Fifty-five years ago, the world met Hal. Not me, but Hal 9000 in the film 2001: A Space Odyssey. It was, perhaps, the first peek most of us had at artificial intelligence (AI) and computers that could think and make decisions and communicate what they wanted to tell us and persuade us to do what they wanted us to do.
Well, bad actors leveraging powerful computing technology are busy communicating (and curating) what they want us to learn in a way that will make each of us receptive to internalizing their messages. And yes, of course, let’s give a nod to all the wonderful things AI can and will provide, and let’s acknowledge that the age of the supercomputer intersecting with our lives is upon us.
However, let’s not lose sight of the dangers these learning machines represent. Machine learning is that part of AI that gives supercomputers the ability to learn from massive volumes of data without explicitly being programmed. They can and do learn how to construct a message to which you, specifically, are apt to be receptive, even if the news is deceitful and untruthful. We can all celebrate the great evolving potential of AI, but we would be fools to be dismissive of the potential for harm.
We are being bombarded by Bots, short for robots which are simply messages from supercomputer artificial intelligence programs that, in effect, have created non-human agents (Bots) for human puppeteers who may be here in America or anywhere else in this interconnected world.
Bots have one purpose. They are designed to simulate human activity, that is, to fool the receivers of the messages into believing that a human being sent it to them. Be concerned. Be very concerned.
And now we have generative AI that can understand and communicate with us in a way that is exceedingly close to conversing as we humans talk.
It is known that AI (compliments of the Kremlin) was hyper-active in the 2016 U.S. presidential election in the form of Russian Bots. Specifically, more than 36,000 Russian-Bot accounts tweeted to American home computers “news or commentary” about the U.S. election between Sept. 1 and Nov. 15, 2016. These were online accounts masquerading as humans, but they were actually messages contrived by Russian-developed artificial intelligence.
These phony online “persons” created and sent an estimated 288 million impressions of Russian Bot tweets. And they were just getting started. In the first three months of 2019 alone, Facebook took down an estimated 2.2 billion utterly fake accounts, supercomputer-generated Bots pretending they were people like you and me communicating to their Facebook universe of friends and family to be read, “liked,” and often “shared.”
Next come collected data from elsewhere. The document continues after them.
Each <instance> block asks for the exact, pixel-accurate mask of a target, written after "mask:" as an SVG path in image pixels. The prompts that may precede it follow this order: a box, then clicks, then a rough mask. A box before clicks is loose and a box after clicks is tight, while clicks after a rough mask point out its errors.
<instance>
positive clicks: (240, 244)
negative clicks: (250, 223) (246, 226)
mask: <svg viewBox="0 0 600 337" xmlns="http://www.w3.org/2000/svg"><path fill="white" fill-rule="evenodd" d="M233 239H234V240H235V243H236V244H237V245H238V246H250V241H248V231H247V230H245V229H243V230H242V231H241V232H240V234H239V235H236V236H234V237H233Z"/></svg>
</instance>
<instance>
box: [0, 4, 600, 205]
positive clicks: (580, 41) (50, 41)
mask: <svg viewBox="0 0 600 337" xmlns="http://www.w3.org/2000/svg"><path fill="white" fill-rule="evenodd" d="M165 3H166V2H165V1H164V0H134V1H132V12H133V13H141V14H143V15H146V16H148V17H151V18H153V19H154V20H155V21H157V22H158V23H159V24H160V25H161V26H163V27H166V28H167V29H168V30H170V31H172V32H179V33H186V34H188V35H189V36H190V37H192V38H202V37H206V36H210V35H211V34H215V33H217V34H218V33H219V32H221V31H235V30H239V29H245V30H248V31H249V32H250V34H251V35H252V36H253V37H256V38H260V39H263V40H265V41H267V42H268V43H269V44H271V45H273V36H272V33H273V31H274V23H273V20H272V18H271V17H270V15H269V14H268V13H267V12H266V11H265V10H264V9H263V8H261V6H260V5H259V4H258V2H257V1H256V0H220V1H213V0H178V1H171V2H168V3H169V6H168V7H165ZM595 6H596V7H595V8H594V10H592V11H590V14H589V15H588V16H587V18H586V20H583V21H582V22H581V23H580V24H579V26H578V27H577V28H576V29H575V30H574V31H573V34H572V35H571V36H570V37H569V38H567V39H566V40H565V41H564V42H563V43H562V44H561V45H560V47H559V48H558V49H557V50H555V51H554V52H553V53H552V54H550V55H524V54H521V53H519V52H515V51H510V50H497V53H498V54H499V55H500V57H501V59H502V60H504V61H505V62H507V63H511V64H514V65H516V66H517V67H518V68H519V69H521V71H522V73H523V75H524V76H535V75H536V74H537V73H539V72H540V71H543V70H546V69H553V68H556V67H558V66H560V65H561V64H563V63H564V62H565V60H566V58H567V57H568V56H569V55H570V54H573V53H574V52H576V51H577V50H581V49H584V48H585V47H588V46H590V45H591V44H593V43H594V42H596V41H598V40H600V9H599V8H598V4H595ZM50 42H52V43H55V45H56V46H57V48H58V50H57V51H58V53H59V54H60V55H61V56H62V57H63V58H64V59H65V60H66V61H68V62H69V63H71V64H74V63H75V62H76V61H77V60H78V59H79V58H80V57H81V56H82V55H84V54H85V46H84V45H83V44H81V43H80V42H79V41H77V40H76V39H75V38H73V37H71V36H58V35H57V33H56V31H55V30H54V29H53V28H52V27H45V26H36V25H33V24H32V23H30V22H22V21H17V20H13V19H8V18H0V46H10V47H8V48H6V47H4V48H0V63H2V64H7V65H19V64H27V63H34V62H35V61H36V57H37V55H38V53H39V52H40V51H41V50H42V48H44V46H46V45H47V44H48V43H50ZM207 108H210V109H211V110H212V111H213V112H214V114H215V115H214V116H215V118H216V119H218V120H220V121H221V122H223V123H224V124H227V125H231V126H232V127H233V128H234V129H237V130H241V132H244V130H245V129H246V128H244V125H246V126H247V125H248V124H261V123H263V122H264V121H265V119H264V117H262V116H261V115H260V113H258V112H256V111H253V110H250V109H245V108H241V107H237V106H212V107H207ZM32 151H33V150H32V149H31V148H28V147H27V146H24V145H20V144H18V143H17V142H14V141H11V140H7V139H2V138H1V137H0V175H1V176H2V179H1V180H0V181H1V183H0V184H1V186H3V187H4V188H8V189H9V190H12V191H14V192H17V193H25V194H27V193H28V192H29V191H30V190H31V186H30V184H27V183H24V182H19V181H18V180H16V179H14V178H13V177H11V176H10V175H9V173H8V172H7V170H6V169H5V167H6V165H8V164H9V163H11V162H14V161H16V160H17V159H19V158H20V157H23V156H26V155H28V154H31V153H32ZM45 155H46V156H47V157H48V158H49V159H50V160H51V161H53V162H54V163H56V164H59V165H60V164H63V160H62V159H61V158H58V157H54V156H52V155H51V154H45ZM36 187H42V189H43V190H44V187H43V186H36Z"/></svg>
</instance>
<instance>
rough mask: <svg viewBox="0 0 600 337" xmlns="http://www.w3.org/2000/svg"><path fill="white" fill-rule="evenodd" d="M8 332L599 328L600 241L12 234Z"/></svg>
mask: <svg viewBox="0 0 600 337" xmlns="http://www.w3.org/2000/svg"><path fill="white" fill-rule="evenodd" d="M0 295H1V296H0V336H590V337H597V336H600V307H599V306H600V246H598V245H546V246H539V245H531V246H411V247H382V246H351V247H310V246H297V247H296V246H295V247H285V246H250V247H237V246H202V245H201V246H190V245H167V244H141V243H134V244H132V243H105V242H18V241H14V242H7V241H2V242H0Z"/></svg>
This new and insidious interference in our political life and national elections is an outrage. But even more sobering is the reality that Bot speech, that is non-human, carefully crafted messaging designed to appear as though it comes to us from human beings, from fellow citizens like you and me, may very well be speech protected by the First Amendment.
The First Amendment protects speech (written or spoken) and not so much the speaker of speech. It protects the message more than the messenger. It protects the listener of speech (our right to hear or read what a messenger is saying or writing) just as much as the “speaker” or writer of speech.
There is a consensus among many lawyers that “speech” by non-human, computer-generated robots is as protected as speech produced by you and me.
John Frank Weaver, an attorney specializing in artificial intelligence, contends that speech created and distributed by Bots should have all the constitutional protections as actual speech by real humans. Nothing in the First Amendment stipulates that written or spoken speech is limited to human beings. (Who knew?— an American founder might ask).
Weaver posits that our right to free speech should include speech contrived by AI, robots, and Twitterbots. And Weaver is not alone. These champions of robot-generated free speech suggest that it is up to us, approximately 330 million Americans (or at least those of us old enough to vote), to differentiate between AI Bots and human-generated content. Be concerned. Be very concerned.
Some believe the Supreme Court’s Citizens United decision which conferred on corporations the same free-speech protections humans have, also grants the same protections to artificially conceived and generated messages from supercomputers. Of course, human beings do write and speak for corporations.
On the other hand, troll farms generate what I’ll call Bot-beings. They “pretend” to be human. They can and do develop messages on behalf of governments or other special interests, politicians and wannabe politicians, or others who may simply want to disrupt civil society. They then send or share these machine-generated messages as though thinking people had shared them.
They aren’t really engaging in free speech. They are manufacturing speech as well as the purveyors of speech, often to achieve political objectives, and do not necessarily represent the thinking, concern, or passion of any human being. Be concerned. Be very concerned.
California has passed a Bot law that makes it unlawful to use a Bot to communicate or interact with another person online in California with the intent to mislead that person about its artificial identity, thus deceiving that person about the content of the communication. The Bot must be identified as a Bot. Good for California!
The idea that AI speech is just babble generated by humans is disingenuous. Pew Research warned that two-thirds of all the headlines tweeted on Twitter were then shared by Bots. When artificial intelligence can produce content tailored to specific people based on what it has learned about their likes and dislikes, and what comforts them and discomforts them, we are, indeed, in a strange new world. Welcome to the future. Be concerned. Be very concerned.